Edible oil traders in the country expect little change in import duties in the budget because the centre-left government will refrain from steps that fuel inflation, industry officials and analysts said on Wednesday.

I dont think any edible oil import duty changes will be announced in the budget, Navinbhai Shah, president of Bombay Oilseeds and Oil Exchange Ltd, told Reuters There is no case for an increase in import duty because in the governments Common Minimum Programme, first comes the consumer, said one analyst who asked not to be identified.

Finance Minister P Chidambaram is scheduled to present the 15-party centre-left governments second budget on February 28. Agriculture Minister Chaturanan Mishra, from the Communist Party of India (CPI) said last week he had proposed to Chidambaram an increase in import duty on edible oils to 30 percent from the current 20 percent. Mishra said due to lower duties edible oil imports were turning out to be cheaper compared with domestically produced oil, hitting farmers and the industry. Industry officials said any increase in import duties in the 1997/98 (April-March) budget would not have an immediate impact on the domestic market. But a duty increase would have a cascading effect on prices of domestically produced oils once the lean season starts in July.

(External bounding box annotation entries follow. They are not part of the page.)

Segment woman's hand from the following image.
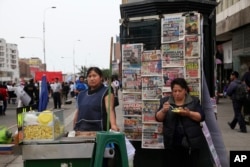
[162,102,171,113]
[178,107,190,117]
[111,125,120,132]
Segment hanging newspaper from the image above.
[122,44,143,69]
[141,123,164,149]
[162,67,185,92]
[122,69,141,93]
[142,76,163,100]
[122,93,141,103]
[185,13,200,35]
[185,36,200,59]
[122,102,142,116]
[141,50,162,76]
[186,78,201,98]
[142,100,160,123]
[161,14,185,43]
[124,116,142,141]
[162,41,184,67]
[185,59,200,78]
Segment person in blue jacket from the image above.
[73,67,119,131]
[155,78,207,167]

I dont expect any variation in duty but we are requesting the government to consider imports of oilseeds, Dhanji Sawla, chairman of the Central Organisation of Oil Industry and Trade (COOIT), said. It will help to firm up the idle refining capacity which is currently around 60 percent, Sawla said. Prime Minister H D Deve Gowda said in November that he would look into the COOIT demand for allowing free imports of oilseeds.

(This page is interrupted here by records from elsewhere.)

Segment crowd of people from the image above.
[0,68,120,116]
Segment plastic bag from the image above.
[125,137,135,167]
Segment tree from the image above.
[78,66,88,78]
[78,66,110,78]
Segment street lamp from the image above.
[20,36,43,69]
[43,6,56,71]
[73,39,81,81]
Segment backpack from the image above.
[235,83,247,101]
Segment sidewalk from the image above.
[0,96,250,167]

He had said the government would consider allowing free import of oilseeds provided the farmers were protected and consumers benefited from the move.

K M L Chabbra, executive director of COOIT said the government should work out a clear edible oil import policy, including allowing imports of oilseeds and futures trading in edible oil.

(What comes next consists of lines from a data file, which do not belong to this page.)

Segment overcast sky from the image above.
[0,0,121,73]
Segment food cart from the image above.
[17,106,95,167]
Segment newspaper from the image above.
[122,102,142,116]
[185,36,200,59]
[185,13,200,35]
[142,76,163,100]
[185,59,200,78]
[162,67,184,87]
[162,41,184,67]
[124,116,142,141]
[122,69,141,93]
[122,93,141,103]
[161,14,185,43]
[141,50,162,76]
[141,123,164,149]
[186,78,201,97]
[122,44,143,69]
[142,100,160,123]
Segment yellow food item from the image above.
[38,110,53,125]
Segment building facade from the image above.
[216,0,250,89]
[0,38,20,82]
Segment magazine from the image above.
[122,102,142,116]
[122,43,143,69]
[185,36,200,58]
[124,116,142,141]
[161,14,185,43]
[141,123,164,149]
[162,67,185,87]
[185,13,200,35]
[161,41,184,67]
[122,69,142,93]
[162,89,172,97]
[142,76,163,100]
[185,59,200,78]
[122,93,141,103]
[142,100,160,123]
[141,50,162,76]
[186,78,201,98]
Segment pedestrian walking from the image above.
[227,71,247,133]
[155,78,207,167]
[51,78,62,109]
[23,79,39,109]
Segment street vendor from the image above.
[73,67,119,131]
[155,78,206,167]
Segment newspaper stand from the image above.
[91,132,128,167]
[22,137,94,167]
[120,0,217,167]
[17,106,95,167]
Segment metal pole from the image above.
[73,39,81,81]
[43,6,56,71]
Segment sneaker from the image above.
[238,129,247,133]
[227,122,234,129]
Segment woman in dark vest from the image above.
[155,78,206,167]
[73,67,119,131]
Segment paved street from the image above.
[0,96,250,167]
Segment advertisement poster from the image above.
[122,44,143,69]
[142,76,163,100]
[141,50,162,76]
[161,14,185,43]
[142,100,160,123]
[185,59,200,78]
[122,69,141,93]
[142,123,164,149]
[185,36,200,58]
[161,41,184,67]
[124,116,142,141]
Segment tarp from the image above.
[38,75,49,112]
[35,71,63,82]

The annual Economic Survey, tabled in the parliament by the government on Wednesday, said the 1996/97 (July-June) oilseeds crop was expected to be 24.1 million tonnes compared with 22.4 million in 1995/96.

Analysts said demand for edible oil was growing because of growth in population and rise in disposable incomes. Industry officials said edible oil demand was expected to increase to 1.5 million tonnes in 1996/97 (November-October), compared with 1.2 million in the previous year.